Fincher himself doesn't have a Facebook page, he says. Neither does Eisenberg, nor does Rudin, who explains, "I'm fundamentally an addictive personality and would probably spend all my time on it." But as Fincher reiterates, the movie isn't just about Facebook.

"I was sort of drawn to the notion of how friendships are tested when people succeed early and have to move out of the group," he says, "and there are people who are left in the dust and people who have the ability to change the landscape around them and people who can adapt to it. And I thought," he says, unwilling to speak of whom he'd left behind himself, and how he'd done it, "that could be a really human tale."

 

 

'Network' cast members are linked in to family

 

BY FRANK LOVECE, Special to Newsday

 

The cast of "The Social Network" is a who's who of both established and up-and-coming 20- and 30-somethings, including Jesse Eisenberg, Andrew Garfield (the next Spider-Man in the movie series' reboot) and Disney Channel franchise Brenda Song. Eisenberg and four other members of the cast, in particular, have notable family connections:


Armie Hammer (twins Cameron and Tyler Winklevoss) - Great-grandson of oil tycoon Armand Hammer, the son of industrialist and philanthropist Michael Armand Hammer.

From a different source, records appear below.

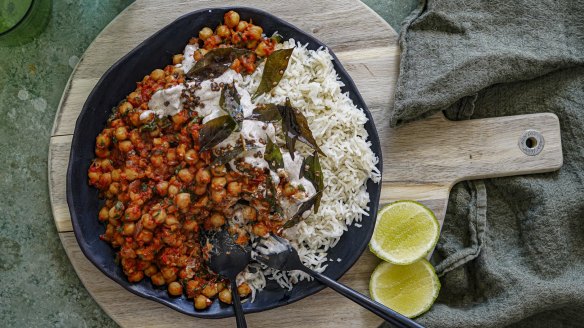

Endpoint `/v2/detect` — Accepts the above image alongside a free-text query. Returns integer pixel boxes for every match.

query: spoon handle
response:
[302,267,424,328]
[231,279,247,328]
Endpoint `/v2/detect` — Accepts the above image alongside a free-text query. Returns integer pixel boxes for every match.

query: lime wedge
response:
[369,259,440,318]
[369,200,440,265]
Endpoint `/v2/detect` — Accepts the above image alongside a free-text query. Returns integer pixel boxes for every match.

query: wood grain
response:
[49,0,562,328]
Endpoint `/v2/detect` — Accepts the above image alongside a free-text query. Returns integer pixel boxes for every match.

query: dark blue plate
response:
[67,7,382,318]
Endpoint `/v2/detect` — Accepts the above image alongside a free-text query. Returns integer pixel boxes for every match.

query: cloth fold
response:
[386,0,584,327]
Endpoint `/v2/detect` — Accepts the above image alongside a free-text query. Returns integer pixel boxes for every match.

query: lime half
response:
[369,259,440,318]
[369,200,440,265]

Rashida Jones (law-firm associate Marylin Delpy) - Daughter of composer and media mogul Quincy Jones and actress Peggy Lipton; younger sister of model Kidada Jones


Rooney Mara (Zuckerberg ex-girlfriend Erica Albright) - Great-granddaughter of New York Giants founder Tim Mara, granddaughter of Giants co-owner Wellington Mara, niece of current Giants co-owner John Mara, and daughter of Chris Mara, the Giants' vice president of player evaluation. On her mother's side, granddaughter of Pittsburgh Steelers founder Art Rooney. Younger sister of actress Kate Mara.


Max Minghella (Winklevoss business partner Divya Narendra) - Son of Oscar-winning director Anthony Minghella ("The English Patient"), nephew of British TV screenwriter Dominic Minghella.


Jesse Eisenberg is the older brother of former child actress Hallie Kate Eisenberg, the ubiquitous "Pepsi girl" of 1990s TV commercials, and of films including "Paulie" (1998) and "Bicentennial Man" (1999).